I'm afraid I must disagree about its fragility. I just don't see that many 4+ forced movement in monsters (as anything less is usually pointless since the zone can easily be moved 3 squares), and even then you're not guaranteed to kill the power, as the cleric will often be able to double move the zone, or provoke an opportunity attack, or shift+charge, or be moved back by an ally. This means the zone can be disrupted for a turn or two, but it won't easily end. Stuns and dominations are a much more real threat, as with most 'sustain minor' dailies, though feats like Superior Will provide reasonable protection against that.

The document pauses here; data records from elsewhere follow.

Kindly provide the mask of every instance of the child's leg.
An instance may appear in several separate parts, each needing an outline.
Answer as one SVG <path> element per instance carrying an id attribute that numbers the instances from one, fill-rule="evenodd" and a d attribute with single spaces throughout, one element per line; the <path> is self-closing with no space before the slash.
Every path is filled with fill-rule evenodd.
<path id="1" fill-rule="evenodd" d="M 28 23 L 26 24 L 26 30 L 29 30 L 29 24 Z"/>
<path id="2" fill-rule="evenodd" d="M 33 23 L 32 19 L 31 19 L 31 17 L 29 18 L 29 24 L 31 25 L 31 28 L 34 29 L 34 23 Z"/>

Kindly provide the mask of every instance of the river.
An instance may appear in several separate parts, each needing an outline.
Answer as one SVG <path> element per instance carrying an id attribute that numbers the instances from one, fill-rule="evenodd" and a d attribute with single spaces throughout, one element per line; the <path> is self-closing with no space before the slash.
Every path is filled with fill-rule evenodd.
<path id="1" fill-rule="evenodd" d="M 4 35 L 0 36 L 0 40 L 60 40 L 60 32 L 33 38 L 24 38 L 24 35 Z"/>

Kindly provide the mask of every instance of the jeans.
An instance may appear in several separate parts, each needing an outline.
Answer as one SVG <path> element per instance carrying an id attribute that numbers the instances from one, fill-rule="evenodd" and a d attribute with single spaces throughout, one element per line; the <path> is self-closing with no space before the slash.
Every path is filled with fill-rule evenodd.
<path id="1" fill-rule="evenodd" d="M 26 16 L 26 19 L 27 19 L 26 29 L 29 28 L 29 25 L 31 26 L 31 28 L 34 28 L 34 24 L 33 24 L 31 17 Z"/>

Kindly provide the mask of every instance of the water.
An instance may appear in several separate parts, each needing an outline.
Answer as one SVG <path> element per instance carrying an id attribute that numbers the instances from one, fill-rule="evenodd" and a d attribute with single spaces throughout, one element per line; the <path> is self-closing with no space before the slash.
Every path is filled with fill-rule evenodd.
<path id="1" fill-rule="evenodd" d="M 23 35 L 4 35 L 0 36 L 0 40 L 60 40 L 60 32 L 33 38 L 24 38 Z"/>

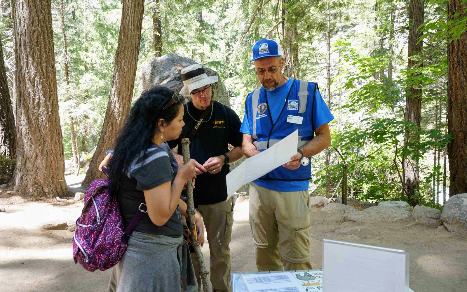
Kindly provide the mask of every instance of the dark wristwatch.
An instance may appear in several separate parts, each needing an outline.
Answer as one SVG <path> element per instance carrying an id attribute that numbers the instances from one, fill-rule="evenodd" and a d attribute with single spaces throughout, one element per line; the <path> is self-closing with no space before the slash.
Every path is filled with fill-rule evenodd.
<path id="1" fill-rule="evenodd" d="M 229 164 L 229 157 L 227 156 L 227 154 L 222 154 L 222 155 L 224 156 L 224 157 L 226 157 L 224 158 L 224 164 Z"/>

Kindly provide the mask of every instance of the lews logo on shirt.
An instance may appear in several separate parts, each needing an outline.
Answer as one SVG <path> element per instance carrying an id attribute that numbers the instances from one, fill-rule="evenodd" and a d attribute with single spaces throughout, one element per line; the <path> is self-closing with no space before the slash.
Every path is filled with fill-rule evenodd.
<path id="1" fill-rule="evenodd" d="M 214 128 L 226 128 L 226 121 L 222 119 L 214 120 Z"/>
<path id="2" fill-rule="evenodd" d="M 266 110 L 268 109 L 268 104 L 265 102 L 263 102 L 260 105 L 258 106 L 258 112 L 260 113 L 260 114 L 262 114 L 266 111 Z"/>
<path id="3" fill-rule="evenodd" d="M 267 43 L 263 43 L 260 45 L 259 49 L 258 50 L 258 53 L 260 55 L 262 54 L 266 54 L 266 53 L 269 52 L 269 47 L 268 46 Z"/>
<path id="4" fill-rule="evenodd" d="M 287 103 L 287 109 L 290 111 L 298 109 L 298 101 L 289 100 Z"/>

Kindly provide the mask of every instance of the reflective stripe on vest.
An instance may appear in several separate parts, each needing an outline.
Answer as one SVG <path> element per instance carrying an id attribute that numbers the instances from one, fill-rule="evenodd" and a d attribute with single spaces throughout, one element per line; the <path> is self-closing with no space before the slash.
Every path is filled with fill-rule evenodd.
<path id="1" fill-rule="evenodd" d="M 253 132 L 252 133 L 252 136 L 255 140 L 258 140 L 258 135 L 256 135 L 256 115 L 258 114 L 258 104 L 259 102 L 260 92 L 261 87 L 258 88 L 253 92 L 253 94 L 251 96 L 251 105 L 253 110 Z M 298 89 L 298 99 L 300 100 L 299 103 L 298 113 L 303 114 L 306 109 L 306 102 L 308 100 L 308 83 L 306 81 L 300 80 L 300 86 Z M 280 140 L 271 139 L 269 140 L 269 146 L 271 147 L 274 145 Z M 302 141 L 300 137 L 298 137 L 298 147 L 301 147 L 307 143 L 309 141 Z M 265 150 L 268 149 L 268 141 L 257 141 L 253 142 L 255 146 L 256 146 L 258 150 Z"/>
<path id="2" fill-rule="evenodd" d="M 253 139 L 258 140 L 258 136 L 256 135 L 256 113 L 258 112 L 258 103 L 260 100 L 260 91 L 261 91 L 261 87 L 258 88 L 253 92 L 253 95 L 251 97 L 251 105 L 253 106 Z"/>
<path id="3" fill-rule="evenodd" d="M 306 81 L 300 81 L 300 87 L 298 91 L 298 114 L 303 114 L 306 109 L 306 101 L 308 100 L 308 83 Z"/>
<path id="4" fill-rule="evenodd" d="M 280 141 L 280 140 L 276 139 L 271 139 L 269 140 L 269 147 L 270 147 L 272 145 L 274 145 L 277 142 Z M 298 138 L 298 144 L 297 146 L 298 147 L 301 147 L 303 145 L 305 145 L 307 143 L 310 142 L 310 140 L 308 141 L 302 141 L 300 140 L 300 138 Z M 256 147 L 256 149 L 258 150 L 266 150 L 268 149 L 268 140 L 265 140 L 264 141 L 256 141 L 253 142 L 253 144 Z"/>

Admittedly, I wasn't aware about the range rules for maintaining Consecrated Ground and powers like it, before this thread... and this is a point that has forced me to reevaluate these powers. It's just that I don't see it as such a big deal - just an inconvenience.


----------



## erleni (Jan 11, 2011)

Spectral Assailants (Assassin 13th level encounter power) is broken. Only DM fiat (i.e. putting a limit to the number of free actions you can take in a round) will stop this power from insta-killing monsters when coupled with damage areas. On WotCs Character Optimization forum there's a thread called the Handbook of Broken (it's also on the wiki there). I suggest taking a peek there for some more brokeness.


----------



## Dausuul (Jan 11, 2011)

erleni said:


> Spectral Assailants (Assassin 13th level encounter power) is broken. Only DM fiat (i.e. putting a limit to the number of free actions you can take in a round) will stop this power from insta-killing monsters when coupled with damage areas. On WotCs Character Optimization forum there's a thread called the Handbook of Broken (it's also on the wiki there). I suggest taking a peek there for some more brokeness.

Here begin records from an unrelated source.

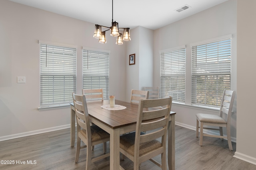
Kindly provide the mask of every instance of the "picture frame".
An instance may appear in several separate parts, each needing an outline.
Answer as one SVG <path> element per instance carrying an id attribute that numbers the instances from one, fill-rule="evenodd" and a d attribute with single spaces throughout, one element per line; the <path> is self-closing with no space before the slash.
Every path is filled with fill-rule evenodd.
<path id="1" fill-rule="evenodd" d="M 129 65 L 135 64 L 135 54 L 129 55 Z"/>

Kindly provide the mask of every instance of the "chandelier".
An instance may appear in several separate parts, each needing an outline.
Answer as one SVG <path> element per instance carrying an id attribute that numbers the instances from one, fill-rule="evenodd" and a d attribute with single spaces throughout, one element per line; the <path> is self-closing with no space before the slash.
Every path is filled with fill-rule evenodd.
<path id="1" fill-rule="evenodd" d="M 101 27 L 108 28 L 108 29 L 102 31 Z M 124 29 L 124 36 L 122 34 L 119 32 L 119 29 Z M 110 30 L 110 35 L 113 37 L 117 37 L 116 44 L 121 45 L 123 44 L 123 40 L 125 41 L 130 41 L 131 37 L 130 36 L 130 28 L 119 28 L 118 22 L 113 21 L 113 0 L 112 0 L 112 23 L 110 27 L 105 26 L 95 25 L 95 29 L 93 37 L 99 39 L 99 42 L 105 44 L 107 43 L 106 38 L 106 31 Z"/>

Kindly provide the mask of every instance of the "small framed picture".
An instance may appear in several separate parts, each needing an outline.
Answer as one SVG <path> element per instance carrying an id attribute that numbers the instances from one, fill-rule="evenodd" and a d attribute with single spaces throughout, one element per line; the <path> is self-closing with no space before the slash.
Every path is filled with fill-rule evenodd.
<path id="1" fill-rule="evenodd" d="M 135 54 L 129 55 L 129 65 L 135 64 Z"/>

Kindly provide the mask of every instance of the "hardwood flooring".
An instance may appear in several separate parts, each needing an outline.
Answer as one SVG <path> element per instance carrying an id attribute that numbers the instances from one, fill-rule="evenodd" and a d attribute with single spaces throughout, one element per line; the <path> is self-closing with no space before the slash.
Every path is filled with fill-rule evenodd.
<path id="1" fill-rule="evenodd" d="M 204 137 L 201 147 L 195 131 L 178 126 L 175 131 L 176 170 L 256 170 L 256 165 L 233 157 L 236 143 L 232 143 L 234 150 L 230 151 L 227 141 Z M 0 164 L 0 170 L 84 170 L 87 149 L 80 151 L 78 162 L 75 164 L 76 145 L 70 147 L 70 129 L 0 142 L 0 160 L 14 163 Z M 93 156 L 102 154 L 102 147 L 95 146 Z M 160 161 L 160 156 L 155 159 Z M 133 163 L 128 159 L 120 162 L 126 170 L 133 169 Z M 91 169 L 109 170 L 109 158 L 93 163 Z M 140 169 L 161 169 L 148 161 L 141 164 Z"/>

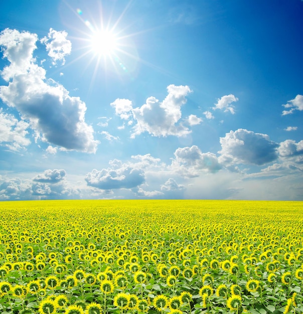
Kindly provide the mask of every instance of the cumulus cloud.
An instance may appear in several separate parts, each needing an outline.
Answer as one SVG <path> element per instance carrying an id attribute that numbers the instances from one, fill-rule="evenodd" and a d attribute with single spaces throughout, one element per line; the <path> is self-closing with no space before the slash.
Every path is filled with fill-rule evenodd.
<path id="1" fill-rule="evenodd" d="M 201 118 L 198 118 L 195 114 L 190 114 L 188 117 L 187 121 L 188 124 L 192 126 L 200 124 L 203 120 Z"/>
<path id="2" fill-rule="evenodd" d="M 37 182 L 57 183 L 64 180 L 66 176 L 66 172 L 64 169 L 48 169 L 43 174 L 38 175 L 33 179 Z"/>
<path id="3" fill-rule="evenodd" d="M 207 119 L 214 119 L 215 117 L 210 111 L 204 111 L 203 114 L 205 115 L 205 117 Z"/>
<path id="4" fill-rule="evenodd" d="M 285 131 L 296 131 L 297 130 L 297 126 L 287 126 L 286 128 L 284 128 Z"/>
<path id="5" fill-rule="evenodd" d="M 0 143 L 11 150 L 19 150 L 31 143 L 26 136 L 30 126 L 25 121 L 19 121 L 13 115 L 4 113 L 0 108 Z"/>
<path id="6" fill-rule="evenodd" d="M 144 132 L 154 136 L 182 136 L 191 131 L 181 123 L 181 106 L 187 102 L 186 96 L 192 91 L 188 86 L 168 86 L 168 95 L 160 102 L 154 97 L 148 97 L 140 108 L 132 109 L 136 124 L 131 137 L 134 138 Z"/>
<path id="7" fill-rule="evenodd" d="M 0 200 L 29 199 L 31 197 L 31 185 L 19 178 L 3 178 L 0 176 Z"/>
<path id="8" fill-rule="evenodd" d="M 132 105 L 131 101 L 128 99 L 117 98 L 110 105 L 115 108 L 116 114 L 121 119 L 127 120 L 131 115 Z"/>
<path id="9" fill-rule="evenodd" d="M 224 137 L 220 138 L 220 142 L 221 162 L 262 165 L 278 158 L 278 144 L 270 140 L 265 134 L 238 129 L 226 133 Z"/>
<path id="10" fill-rule="evenodd" d="M 134 163 L 130 163 L 132 167 L 135 167 L 140 169 L 148 170 L 159 167 L 163 168 L 165 167 L 164 164 L 160 163 L 161 160 L 160 158 L 155 158 L 150 153 L 145 155 L 132 155 L 131 159 L 134 161 Z"/>
<path id="11" fill-rule="evenodd" d="M 32 194 L 39 196 L 49 196 L 52 194 L 52 190 L 46 183 L 38 182 L 32 185 Z"/>
<path id="12" fill-rule="evenodd" d="M 235 113 L 235 109 L 232 103 L 238 101 L 238 100 L 232 94 L 226 95 L 221 97 L 220 99 L 218 99 L 218 102 L 215 104 L 215 106 L 213 107 L 213 109 L 223 110 L 225 112 L 230 111 L 232 114 L 234 114 Z"/>
<path id="13" fill-rule="evenodd" d="M 57 31 L 52 28 L 47 37 L 44 37 L 41 42 L 45 44 L 48 55 L 52 58 L 53 65 L 60 61 L 63 65 L 65 63 L 65 57 L 69 55 L 72 51 L 72 43 L 66 39 L 67 33 L 65 31 Z M 60 75 L 63 73 L 60 73 Z"/>
<path id="14" fill-rule="evenodd" d="M 155 197 L 159 195 L 163 195 L 164 194 L 160 191 L 144 191 L 142 188 L 139 188 L 136 194 L 138 196 L 145 196 L 146 197 Z"/>
<path id="15" fill-rule="evenodd" d="M 47 152 L 54 155 L 57 153 L 57 148 L 56 147 L 53 147 L 51 145 L 49 145 L 46 150 Z"/>
<path id="16" fill-rule="evenodd" d="M 131 189 L 144 182 L 143 172 L 123 164 L 120 168 L 94 169 L 85 176 L 87 185 L 101 190 Z"/>
<path id="17" fill-rule="evenodd" d="M 0 87 L 0 98 L 16 107 L 44 141 L 66 149 L 95 152 L 99 142 L 85 121 L 86 106 L 79 97 L 52 80 L 35 64 L 36 34 L 7 29 L 0 33 L 4 56 L 11 62 L 2 73 L 8 86 Z"/>
<path id="18" fill-rule="evenodd" d="M 117 139 L 119 139 L 118 137 L 112 135 L 107 131 L 102 131 L 101 132 L 101 134 L 104 135 L 106 139 L 111 141 L 112 140 L 117 140 Z"/>
<path id="19" fill-rule="evenodd" d="M 278 148 L 281 157 L 292 157 L 303 154 L 303 140 L 298 143 L 292 139 L 286 139 L 280 143 Z"/>
<path id="20" fill-rule="evenodd" d="M 161 185 L 162 191 L 178 191 L 184 190 L 185 187 L 182 184 L 178 184 L 176 180 L 172 178 L 166 181 L 166 182 Z"/>
<path id="21" fill-rule="evenodd" d="M 203 171 L 215 173 L 221 169 L 218 158 L 212 152 L 202 153 L 196 145 L 191 147 L 179 147 L 174 152 L 170 168 L 184 176 L 198 176 Z"/>
<path id="22" fill-rule="evenodd" d="M 294 110 L 303 110 L 303 95 L 297 95 L 294 99 L 288 100 L 286 104 L 282 105 L 284 108 L 289 108 L 288 110 L 283 110 L 282 115 L 293 113 Z"/>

I'm not clear how you can insta-kill a monster with this. Per the forced movement rules, you have the option to make a saving throw each time someone tries to force-move you into a hazardous square. If you make the save, you are prone but do not enter the hazard. So unless the monster rolls _really_ badly, you're not going to be able to nickel and dime it to death by bouncing it back and forth between hazard squares.


----------



## Aulirophile (Jan 11, 2011)

Dausuul said:


> I'm not clear how you can insta-kill a monster with this. Per the forced movement rules, you have the option to make a saving throw each time someone tries to force-move you into a hazardous square. If you make the save, you are prone but do not enter the hazard. So unless the monster rolls _really_ badly, you're not going to be able to nickel and dime it to death by bouncing it back and forth between hazard squares.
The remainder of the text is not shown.